Zweifellos ist es schockierend, dass sehr wohlhabende Personen oder multinationale Unternehmen die Feinheiten und Lücken der Rechtsordnungen in einer globalisierten Welt ausnutzen, um Steuern zu vermeiden, während andere Bürger oder Unternehmen diese Möglichkeit nicht haben. Es stellt sich in der Tat die Frage, inwieweit eine Akzeptanz besteht, Steuern zu zahlen – und sie berührt den Kern unserer demokratischen Werte.

Nur weil etwas legal ist, muss es nicht unbedingt moralisch vertretbar sein. Diese Einsicht darf aber nicht dazu führen, dass jedes Verhalten, das unseren moralischen Werten widerspricht, als strafbar oder sogar kriminell qualifiziert wird. Zwar spiegelt die Rechtsordnung – wenn auch nur bedingt und oft verzögert – die Werte einer Gesellschaft. Letztere können die Gesetze aber nicht ersetzen.

Drittens setzt sich das ICIJ in seiner Analyse oberflächlich und wenig überzeugend mit der Verantwortung der Staaten in Bezug auf die Anschuldigungen auseinander. Rund zwanzig mehr oder weniger exotische Steuerparadiese (darunter die Bermudas, die Britischen Jungferninseln, Jersey, die Isle of Man, die Seychellen usw.) werden öffentlich blossgestellt.

Ungleiche Ellen

Auf das Verhalten bestimmter Staaten, wie der USA, wird gar nicht eingegangen. Dabei weigern diese sich, den internationalen Standard des automatischen Informationsaustauschs anzuwenden, beherbergen Hunderttausende Briefkastenfirmen und sind eines der weltweit wichtigsten Steuerfluchtzentren – verurteilen die Steuerflucht aber gleichzeitig.
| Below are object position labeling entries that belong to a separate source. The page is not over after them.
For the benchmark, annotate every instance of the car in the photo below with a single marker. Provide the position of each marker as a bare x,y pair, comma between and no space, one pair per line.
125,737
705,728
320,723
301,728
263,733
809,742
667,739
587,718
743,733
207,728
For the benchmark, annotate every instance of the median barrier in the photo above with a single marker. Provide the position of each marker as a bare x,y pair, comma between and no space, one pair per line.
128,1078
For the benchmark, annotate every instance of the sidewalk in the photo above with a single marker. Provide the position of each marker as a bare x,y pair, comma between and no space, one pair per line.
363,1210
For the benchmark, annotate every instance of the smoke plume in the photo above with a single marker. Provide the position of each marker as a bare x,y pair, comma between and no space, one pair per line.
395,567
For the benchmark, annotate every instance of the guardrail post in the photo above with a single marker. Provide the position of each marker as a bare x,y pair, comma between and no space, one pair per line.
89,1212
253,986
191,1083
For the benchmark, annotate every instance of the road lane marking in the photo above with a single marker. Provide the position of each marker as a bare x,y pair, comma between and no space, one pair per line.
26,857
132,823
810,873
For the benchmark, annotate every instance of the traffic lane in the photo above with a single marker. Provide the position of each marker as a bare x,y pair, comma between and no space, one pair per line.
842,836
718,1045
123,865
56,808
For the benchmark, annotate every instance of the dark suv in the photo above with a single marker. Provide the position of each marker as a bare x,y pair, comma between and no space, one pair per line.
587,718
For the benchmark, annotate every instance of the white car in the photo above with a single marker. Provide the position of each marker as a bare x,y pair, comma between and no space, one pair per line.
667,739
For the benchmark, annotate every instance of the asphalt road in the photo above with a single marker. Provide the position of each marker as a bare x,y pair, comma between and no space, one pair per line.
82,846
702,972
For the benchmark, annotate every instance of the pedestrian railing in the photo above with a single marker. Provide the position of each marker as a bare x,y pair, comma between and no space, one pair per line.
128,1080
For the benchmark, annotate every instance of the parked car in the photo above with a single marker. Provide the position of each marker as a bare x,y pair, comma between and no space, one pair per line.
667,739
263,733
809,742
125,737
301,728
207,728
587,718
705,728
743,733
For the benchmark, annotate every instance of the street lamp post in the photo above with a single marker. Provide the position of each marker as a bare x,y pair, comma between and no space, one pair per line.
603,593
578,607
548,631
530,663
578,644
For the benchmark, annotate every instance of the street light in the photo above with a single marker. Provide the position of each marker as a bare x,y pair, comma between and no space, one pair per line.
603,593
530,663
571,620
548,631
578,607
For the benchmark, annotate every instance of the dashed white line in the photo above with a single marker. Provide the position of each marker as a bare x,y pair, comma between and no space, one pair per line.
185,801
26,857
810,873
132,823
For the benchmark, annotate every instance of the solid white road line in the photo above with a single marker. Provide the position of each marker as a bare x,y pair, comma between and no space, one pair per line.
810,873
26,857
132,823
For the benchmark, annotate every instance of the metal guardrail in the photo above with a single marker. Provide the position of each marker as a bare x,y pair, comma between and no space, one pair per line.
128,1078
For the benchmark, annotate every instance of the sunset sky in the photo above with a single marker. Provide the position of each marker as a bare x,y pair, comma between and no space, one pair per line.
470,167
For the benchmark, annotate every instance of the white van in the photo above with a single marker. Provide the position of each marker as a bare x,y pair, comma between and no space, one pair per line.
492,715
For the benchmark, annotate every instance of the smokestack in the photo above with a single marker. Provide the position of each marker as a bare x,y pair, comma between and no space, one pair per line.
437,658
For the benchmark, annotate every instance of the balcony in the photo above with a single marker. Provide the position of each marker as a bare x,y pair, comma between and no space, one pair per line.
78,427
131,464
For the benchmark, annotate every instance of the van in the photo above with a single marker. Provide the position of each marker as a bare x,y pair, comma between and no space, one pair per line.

Zudem übergeht das ICIJ die Scheinheiligkeit der EU. Diese kündigt eine schwarze Liste der Steuerparadiese an, die europäische Staaten ausschliesst. Dies, obwohl bestimmte Mitgliedstaaten durch ihre Gesetzgebung und ihr Verhalten die Steuervermeidung oder sogar -flucht begünstigen.

Viertens lassen die Verwechslungen und wahllosen Anschuldigungen des ICIJ (durch die u. a. die Königin von England,  Lewis Hamilton, Wladimir Putin, Justin Trudeau sowie die Unternehmen Glencore (GLEN 369.55 1.72%), Apple (AAPL 176.61 1.52%) und Nike (NKE 64.68 -0.17%) in Verruf gebracht werden) Zweifel an der Qualität des praktizierten Journalismus aufkommen. Handelt es sich nicht viel mehr um eine Sammlung gestohlener Daten als um echten investigativen Journalismus, der auf Nachforschungen basiert? Wird nicht eine Marketing-Logik verfolgt und der Verlockung der Sensationslust nachgegeben?

Fünftens missachten die Mitglieder des ICIJ die Regeln der Justiz eines jeden Rechtsstaats: Beachtung des Grundsatzes der Unschuldsvermutung, Anspruch auf rechtliches Gehör usw. Sie ermitteln ausschliesslich die belastenden Fakten und missachten die Schutzmassnahmen, auf die alle Staatsbürger Anspruch haben.

Ein Kommentar zu «Was die Paradise Papers wirklich aufdecken»

  • Mark Flückiger sagt: 10.12.2017 – 00:13 Uhr

    Geschätzter Herr Braillard
    Was ist der wahre Grund, dass Sie die Steuervermeider und Steuerbetrüger dermassen in Schutz nehmen? Immerhin entziehen diese den Staaten jährlich enorme Summen, die dazu führen, dass die Staaten ihre Aufgaben ungenügend erfüllen oder dafür die Steuern erhöhen müssen. Wer sein Vermögen in dubiose Steueroasen verschiebt, ist grundsätzlich verdächtig und dies zu Recht. Denn eine andere Funktion als Steuerumgehung haben diese Oasen nicht.